Chronique

Melissa Aldana

Echoes Of The Inner Prophet

Melissa Aldana (ts), Lage Lund (g), Fabian Almazan (p), Pablo Menares (b), Kush Abadey (dm).

Label / Distribution : Blue Note

Les molécules de laiton du saxophone ténor de Melissa Aldana prennent vie sous l’effet d’un souffle issu de son organisme, dont la moindre cellule semble imprégnée de l’univers de ses prédécesseurs - en particulier Wayne Shorter, ce prophète intérieur dont elle ressent et restitue les échos avec une profondeur insondable. « Quand je pense à Wayne, je pense aux couleurs », déclare-t-elle au sujet du titre « Echoes Of The Inner Prophet », précisant que « c’est comme être au milieu de l’océan dans l’obscurité de la nuit – et puis vous voyez une baleine apparaître et vous entendez cette note grave ». Son jeu est éminemment vital. Et vertical, évidemment, puisque les structures harmoniques de ses compositions ont une exigence artistique au-delà des canons établis du jazz, nanties qu’elles sont d’une architecture poétique touchant à l’universel - issue d’un intense travail de recherche sur les textures sonores avec le guitariste/producteur avec qui elle travaille depuis une dizaine d’années, Lage Lund.

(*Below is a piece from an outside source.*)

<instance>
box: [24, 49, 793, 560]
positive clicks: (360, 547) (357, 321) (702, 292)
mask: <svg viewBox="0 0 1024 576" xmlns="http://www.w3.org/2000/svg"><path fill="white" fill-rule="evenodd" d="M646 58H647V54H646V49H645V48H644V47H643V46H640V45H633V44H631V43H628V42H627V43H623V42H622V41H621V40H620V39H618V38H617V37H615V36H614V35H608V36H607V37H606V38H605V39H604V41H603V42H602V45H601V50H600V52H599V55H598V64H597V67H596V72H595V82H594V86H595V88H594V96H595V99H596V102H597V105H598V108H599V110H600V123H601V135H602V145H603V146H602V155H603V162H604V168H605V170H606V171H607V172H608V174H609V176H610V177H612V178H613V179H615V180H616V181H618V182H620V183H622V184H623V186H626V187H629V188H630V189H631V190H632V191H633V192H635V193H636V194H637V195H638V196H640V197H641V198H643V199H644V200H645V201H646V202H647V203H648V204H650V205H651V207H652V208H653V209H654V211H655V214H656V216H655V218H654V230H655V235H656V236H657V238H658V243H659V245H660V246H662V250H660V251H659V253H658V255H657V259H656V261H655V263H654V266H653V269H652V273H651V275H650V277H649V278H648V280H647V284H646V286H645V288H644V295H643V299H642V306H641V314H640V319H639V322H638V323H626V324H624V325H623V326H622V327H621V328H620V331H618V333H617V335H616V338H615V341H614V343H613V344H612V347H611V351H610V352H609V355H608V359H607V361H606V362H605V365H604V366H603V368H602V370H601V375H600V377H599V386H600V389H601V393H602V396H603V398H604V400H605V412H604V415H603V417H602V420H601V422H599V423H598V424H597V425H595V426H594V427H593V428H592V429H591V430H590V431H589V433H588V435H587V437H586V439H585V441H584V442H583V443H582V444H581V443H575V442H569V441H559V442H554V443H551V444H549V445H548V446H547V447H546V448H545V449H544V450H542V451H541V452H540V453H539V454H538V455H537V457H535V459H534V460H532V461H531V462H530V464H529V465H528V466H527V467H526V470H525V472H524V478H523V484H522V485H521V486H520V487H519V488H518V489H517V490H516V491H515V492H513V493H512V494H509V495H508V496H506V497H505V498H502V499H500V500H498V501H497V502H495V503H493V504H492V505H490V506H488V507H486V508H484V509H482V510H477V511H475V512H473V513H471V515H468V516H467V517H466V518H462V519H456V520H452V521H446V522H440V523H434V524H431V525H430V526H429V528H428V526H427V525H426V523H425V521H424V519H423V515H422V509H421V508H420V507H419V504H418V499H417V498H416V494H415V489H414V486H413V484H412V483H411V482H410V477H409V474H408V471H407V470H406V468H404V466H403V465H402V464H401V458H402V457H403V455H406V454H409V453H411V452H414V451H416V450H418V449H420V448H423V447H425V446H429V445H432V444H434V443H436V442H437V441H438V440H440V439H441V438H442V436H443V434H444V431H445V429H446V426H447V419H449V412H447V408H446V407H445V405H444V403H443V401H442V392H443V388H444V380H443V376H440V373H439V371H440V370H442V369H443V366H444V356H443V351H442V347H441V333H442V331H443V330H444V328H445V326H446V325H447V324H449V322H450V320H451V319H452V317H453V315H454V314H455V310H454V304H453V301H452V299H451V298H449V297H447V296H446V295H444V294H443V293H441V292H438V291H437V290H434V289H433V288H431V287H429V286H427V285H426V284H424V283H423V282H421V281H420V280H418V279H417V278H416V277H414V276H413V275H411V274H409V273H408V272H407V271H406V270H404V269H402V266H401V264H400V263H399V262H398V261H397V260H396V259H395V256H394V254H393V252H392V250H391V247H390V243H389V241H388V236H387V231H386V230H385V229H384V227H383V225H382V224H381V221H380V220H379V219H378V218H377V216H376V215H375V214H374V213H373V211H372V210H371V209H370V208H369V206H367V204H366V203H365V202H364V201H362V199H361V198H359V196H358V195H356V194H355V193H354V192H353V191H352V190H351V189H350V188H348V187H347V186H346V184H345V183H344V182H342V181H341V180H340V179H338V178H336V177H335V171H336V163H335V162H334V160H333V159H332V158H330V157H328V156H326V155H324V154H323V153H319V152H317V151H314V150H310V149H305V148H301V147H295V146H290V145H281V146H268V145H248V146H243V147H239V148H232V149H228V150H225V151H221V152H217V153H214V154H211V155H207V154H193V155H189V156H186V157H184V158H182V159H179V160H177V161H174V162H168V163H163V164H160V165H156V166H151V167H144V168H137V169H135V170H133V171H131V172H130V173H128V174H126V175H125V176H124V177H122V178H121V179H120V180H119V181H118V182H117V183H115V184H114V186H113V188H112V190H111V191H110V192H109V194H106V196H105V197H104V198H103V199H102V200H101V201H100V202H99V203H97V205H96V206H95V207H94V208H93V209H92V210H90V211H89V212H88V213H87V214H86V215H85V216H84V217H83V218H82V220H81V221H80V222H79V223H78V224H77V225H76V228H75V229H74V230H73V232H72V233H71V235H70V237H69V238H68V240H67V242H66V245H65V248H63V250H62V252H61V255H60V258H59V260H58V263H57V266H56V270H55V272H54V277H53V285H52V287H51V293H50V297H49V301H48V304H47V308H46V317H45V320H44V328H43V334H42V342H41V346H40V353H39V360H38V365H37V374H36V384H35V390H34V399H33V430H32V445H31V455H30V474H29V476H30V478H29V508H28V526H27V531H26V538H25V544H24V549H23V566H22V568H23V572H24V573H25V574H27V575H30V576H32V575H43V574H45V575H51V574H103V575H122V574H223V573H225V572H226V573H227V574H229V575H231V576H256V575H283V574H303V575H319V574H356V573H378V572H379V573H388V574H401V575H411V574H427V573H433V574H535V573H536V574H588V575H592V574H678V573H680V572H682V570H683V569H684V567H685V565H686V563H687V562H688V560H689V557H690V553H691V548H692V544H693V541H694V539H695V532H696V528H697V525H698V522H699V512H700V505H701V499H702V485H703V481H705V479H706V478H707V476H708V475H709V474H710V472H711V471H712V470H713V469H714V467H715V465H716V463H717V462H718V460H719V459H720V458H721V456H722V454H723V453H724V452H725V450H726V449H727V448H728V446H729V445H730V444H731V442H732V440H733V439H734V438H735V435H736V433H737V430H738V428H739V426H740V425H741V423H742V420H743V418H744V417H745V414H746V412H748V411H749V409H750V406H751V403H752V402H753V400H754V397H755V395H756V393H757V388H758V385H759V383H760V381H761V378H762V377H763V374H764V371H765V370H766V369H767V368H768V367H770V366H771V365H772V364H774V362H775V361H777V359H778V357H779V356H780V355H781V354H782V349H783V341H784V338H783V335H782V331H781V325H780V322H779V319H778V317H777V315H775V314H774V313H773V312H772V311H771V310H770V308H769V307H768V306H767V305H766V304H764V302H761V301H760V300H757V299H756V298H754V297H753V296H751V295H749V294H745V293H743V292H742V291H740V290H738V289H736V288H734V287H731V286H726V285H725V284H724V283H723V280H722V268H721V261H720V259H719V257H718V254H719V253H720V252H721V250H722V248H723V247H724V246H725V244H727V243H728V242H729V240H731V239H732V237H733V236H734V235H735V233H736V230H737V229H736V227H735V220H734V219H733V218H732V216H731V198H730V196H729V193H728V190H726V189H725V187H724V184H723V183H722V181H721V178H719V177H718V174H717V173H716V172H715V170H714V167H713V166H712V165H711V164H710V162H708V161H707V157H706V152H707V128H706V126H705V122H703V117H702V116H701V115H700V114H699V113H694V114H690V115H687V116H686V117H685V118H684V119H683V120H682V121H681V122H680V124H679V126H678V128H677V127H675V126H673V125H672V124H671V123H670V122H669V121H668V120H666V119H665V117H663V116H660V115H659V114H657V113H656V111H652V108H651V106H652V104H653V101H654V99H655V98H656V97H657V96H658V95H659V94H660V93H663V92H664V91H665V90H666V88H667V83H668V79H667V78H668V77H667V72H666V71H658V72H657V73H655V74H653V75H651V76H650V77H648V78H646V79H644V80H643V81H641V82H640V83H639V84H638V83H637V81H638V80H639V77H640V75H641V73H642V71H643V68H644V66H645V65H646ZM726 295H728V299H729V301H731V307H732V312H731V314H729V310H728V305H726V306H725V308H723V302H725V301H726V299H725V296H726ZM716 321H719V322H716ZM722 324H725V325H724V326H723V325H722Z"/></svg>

Certes, elle a de qui tenir : petite-fille et fille de saxophonistes chiliens, elle jouait par cœur à l’âge de dix ans le solo de Charlie Parker sur « Just Friends ». Elle fut la première femme instrumentiste à remporter le prix Thelonious Monk en 2013, bénéficiant notamment des encouragements de Danilo Perez lorsqu’elle s’inscrivit à la Berklee de Boston alors qu’elle « faisait le métier » depuis quelques années à New-York. Cependant ses propositions ont ici simultanément les atouts et les faiblesses des vibrations de la vie elle-même. Cette écologie musicale profonde génère des émotions contrastées constantes, comme autant de sorts bienveillants, dont l’auditeur·rice ne peut sortir indemne. Peut-être parce que, parmi ses inspirations non musicales, elle se plaît à avancer les figures de Frida Kahlo et de Toni Morrison, ou bien parce qu’elle est férue de mythologie - ses compositions sont autant de labyrinthes mélodiques, harmoniques et rythmiques dans lesquelles ses compagnons de jeu se plaisent à semer le trouble à ses côtés. Ce disque a quelque chose d’une quête cosmique.